The Future Is Now - Inside GNSS - Global Navigation Satellite Systems Engineering, Policy, and Design

The Future Is Now

I suppose I was 13 or 14 years old when my folks took me down and signed me up for the National Rifle Association hunter safety course. There we learned many useful tips, like how get through a barbed-wire fence with a loaded weapon and not to shoot at anything we couldn’t see clearly and recognize. (You know, esoteric stuff that no one teaches vice-presidents.)

I suppose I was 13 or 14 years old when my folks took me down and signed me up for the National Rifle Association hunter safety course. There we learned many useful tips, like how get through a barbed-wire fence with a loaded weapon and not to shoot at anything we couldn’t see clearly and recognize. (You know, esoteric stuff that no one teaches vice-presidents.)
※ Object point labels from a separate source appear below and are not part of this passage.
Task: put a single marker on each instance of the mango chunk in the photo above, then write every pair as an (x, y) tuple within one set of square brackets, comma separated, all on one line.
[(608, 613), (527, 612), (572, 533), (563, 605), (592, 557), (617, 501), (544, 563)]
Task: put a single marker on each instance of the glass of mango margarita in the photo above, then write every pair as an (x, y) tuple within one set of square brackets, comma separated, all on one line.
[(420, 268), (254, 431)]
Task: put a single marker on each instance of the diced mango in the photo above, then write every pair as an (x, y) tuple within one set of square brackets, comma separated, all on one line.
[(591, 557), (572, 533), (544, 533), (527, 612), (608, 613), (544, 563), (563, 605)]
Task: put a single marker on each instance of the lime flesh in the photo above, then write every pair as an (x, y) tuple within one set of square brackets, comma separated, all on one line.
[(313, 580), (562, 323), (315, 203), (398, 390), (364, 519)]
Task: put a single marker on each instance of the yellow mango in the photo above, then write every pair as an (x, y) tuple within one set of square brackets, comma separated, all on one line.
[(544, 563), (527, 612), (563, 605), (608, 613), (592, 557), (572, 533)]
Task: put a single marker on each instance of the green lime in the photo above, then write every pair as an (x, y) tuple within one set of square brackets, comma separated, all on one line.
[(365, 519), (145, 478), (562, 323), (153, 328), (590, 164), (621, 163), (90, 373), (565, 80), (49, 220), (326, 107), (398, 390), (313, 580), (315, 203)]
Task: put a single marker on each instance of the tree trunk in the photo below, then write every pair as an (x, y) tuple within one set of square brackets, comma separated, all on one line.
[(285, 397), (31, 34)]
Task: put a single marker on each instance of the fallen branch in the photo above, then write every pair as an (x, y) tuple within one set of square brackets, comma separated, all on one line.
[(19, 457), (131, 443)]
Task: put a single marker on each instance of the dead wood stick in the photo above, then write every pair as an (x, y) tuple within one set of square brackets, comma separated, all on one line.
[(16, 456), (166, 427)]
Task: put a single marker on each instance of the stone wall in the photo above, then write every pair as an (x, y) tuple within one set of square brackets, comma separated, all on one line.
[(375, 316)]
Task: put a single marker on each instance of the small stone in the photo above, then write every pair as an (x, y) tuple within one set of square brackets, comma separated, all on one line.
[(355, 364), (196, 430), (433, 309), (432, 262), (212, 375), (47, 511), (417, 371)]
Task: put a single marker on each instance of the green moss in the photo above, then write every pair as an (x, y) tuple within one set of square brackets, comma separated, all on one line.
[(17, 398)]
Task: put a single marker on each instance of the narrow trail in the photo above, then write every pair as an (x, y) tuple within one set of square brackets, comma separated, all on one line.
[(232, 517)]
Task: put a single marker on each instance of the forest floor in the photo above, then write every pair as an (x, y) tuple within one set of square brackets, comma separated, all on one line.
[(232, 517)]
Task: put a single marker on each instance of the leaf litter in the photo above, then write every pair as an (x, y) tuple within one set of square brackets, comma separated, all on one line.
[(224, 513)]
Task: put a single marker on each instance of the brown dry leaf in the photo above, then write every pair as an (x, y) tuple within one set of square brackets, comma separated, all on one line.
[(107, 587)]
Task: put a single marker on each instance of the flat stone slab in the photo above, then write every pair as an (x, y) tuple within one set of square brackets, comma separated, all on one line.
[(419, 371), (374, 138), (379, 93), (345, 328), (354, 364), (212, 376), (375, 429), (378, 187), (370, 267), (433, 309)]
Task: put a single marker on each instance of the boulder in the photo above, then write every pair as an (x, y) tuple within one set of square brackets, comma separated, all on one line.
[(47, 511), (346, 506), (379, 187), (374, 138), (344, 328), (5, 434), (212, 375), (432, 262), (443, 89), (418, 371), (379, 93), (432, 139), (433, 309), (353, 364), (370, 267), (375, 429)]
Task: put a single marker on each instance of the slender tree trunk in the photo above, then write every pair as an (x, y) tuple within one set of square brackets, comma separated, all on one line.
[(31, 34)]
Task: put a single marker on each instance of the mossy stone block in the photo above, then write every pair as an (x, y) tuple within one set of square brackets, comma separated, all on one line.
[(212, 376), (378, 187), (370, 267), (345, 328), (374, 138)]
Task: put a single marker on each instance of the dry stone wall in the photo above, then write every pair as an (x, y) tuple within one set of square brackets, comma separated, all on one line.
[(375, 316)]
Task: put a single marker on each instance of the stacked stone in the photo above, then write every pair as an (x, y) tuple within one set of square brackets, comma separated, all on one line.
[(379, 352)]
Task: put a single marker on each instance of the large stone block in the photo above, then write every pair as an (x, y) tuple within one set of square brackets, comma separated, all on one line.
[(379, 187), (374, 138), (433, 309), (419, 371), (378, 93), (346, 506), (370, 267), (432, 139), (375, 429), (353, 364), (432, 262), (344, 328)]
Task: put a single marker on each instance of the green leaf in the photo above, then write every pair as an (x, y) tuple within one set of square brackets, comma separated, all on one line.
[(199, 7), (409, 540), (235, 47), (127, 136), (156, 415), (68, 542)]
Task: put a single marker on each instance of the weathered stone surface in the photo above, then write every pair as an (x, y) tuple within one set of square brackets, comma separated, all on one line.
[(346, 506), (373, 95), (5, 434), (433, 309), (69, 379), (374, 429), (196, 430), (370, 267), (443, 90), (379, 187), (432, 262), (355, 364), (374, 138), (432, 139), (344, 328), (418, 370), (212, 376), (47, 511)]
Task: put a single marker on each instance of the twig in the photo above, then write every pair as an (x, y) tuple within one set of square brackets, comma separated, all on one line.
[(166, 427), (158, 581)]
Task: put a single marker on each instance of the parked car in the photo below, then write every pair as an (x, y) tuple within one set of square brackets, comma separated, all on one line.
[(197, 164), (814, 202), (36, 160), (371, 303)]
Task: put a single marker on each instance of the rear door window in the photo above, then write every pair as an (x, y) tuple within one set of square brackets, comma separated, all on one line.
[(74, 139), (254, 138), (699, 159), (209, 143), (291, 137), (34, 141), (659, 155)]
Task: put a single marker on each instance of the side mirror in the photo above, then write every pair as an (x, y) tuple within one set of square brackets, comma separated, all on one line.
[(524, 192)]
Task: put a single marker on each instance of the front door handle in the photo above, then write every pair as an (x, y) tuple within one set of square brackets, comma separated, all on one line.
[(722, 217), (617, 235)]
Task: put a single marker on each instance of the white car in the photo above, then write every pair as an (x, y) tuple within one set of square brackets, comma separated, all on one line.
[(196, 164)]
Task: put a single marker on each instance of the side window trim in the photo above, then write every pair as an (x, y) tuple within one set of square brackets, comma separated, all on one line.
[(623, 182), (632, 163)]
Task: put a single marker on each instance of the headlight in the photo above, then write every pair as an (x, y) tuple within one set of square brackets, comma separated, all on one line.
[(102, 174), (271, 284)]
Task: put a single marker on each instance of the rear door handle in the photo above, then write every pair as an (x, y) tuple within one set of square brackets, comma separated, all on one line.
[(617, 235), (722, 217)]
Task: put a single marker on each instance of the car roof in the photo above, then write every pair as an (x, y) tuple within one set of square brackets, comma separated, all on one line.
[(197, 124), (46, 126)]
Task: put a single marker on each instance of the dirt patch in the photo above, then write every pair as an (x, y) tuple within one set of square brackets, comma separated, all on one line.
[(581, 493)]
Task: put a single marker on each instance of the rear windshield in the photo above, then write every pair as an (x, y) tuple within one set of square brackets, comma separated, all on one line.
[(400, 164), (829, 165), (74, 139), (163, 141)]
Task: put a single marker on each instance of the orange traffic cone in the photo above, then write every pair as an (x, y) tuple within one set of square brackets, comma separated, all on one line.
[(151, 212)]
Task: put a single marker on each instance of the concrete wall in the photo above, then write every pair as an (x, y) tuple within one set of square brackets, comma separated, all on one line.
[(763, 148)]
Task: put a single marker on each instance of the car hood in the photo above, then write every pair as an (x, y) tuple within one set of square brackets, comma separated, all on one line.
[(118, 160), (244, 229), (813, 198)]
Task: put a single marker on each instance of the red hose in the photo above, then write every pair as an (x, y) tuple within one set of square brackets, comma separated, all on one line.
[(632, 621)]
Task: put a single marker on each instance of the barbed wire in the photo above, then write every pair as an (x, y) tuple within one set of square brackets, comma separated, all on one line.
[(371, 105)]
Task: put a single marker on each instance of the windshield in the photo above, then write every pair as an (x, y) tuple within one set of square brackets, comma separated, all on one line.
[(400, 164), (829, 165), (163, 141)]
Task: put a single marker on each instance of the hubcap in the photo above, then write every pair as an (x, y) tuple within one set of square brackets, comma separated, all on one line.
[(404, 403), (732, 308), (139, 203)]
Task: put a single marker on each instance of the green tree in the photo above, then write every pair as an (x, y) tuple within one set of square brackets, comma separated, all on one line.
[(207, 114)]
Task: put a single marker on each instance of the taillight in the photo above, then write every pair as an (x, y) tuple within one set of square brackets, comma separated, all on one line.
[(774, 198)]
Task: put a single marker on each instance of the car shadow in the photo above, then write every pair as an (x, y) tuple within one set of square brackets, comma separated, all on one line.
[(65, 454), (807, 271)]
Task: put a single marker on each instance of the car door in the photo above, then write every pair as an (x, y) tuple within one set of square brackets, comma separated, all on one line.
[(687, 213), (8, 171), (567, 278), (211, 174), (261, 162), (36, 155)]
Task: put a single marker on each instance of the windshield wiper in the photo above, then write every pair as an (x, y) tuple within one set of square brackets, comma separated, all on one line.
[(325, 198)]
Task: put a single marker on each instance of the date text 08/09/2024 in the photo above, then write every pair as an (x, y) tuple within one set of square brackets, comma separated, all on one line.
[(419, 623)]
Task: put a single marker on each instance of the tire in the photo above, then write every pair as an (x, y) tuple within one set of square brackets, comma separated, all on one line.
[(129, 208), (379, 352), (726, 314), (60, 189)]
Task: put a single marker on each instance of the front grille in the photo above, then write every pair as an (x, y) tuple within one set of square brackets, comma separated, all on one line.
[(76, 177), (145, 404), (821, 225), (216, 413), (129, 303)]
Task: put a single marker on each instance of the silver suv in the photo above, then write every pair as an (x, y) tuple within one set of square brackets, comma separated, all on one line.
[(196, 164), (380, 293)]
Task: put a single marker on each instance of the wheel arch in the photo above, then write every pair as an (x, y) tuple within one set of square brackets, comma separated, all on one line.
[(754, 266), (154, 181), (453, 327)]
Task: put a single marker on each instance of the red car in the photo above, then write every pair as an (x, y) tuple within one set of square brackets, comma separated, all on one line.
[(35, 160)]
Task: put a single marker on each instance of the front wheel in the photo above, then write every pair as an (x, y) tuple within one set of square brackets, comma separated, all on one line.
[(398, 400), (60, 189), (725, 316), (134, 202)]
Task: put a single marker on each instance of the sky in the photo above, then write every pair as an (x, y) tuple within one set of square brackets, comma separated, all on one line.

All of which eventually allowed me to buy a hunting license and do more than hand my father 12-gauge shotgun shells when we were out in the orchards and asparagus patches of northeastern Oregon looking for pheasants.

Now, I’m not going to pretend I was some intrepid pioneer packing home a brace of grouse and chukars for dinner every night. No, there are few more futile feelings than watching a big cloud of pellets arcing toward the horizon as a ring-necked rooster zooms away with its distinctive crowing that, under the circumstances, sounds an awful lot like ridiculing laughter.

So, where am I going with this rustic homily?

Well, what I learned out there was, you have to lead your target. Don’t shoot at where the bird is now, but where it will be when the shot arrives.

For the past couple of years, a select portion of the GNSS community has been discussing the design of a new civil GNSS signal that would be transmitted in very similar fashion by both GPS and Galileo. This has been going on, in fact, since June 2004 when the United States and the European Union signed a historic pact for cooperation in GNSS matters.

The results of those deliberations came into the open earlier this year when the bilateral technical working group set up under the EU/US agreement issued its recommendation on what an improved common waveform should look like: a multiplexed binary offset carrier (MBOC), that would interleave an occasional BOC(6,1) waveform with the BOC(1,1) signal originally identified in the 2004 document.

Now, I won’t pretend to be even as much of an engineer as I am a marksman. But I tend to agree with the argument that we should lead GNSS technology development over the next 15 years by building MBOC into the GPS and Galileo systems.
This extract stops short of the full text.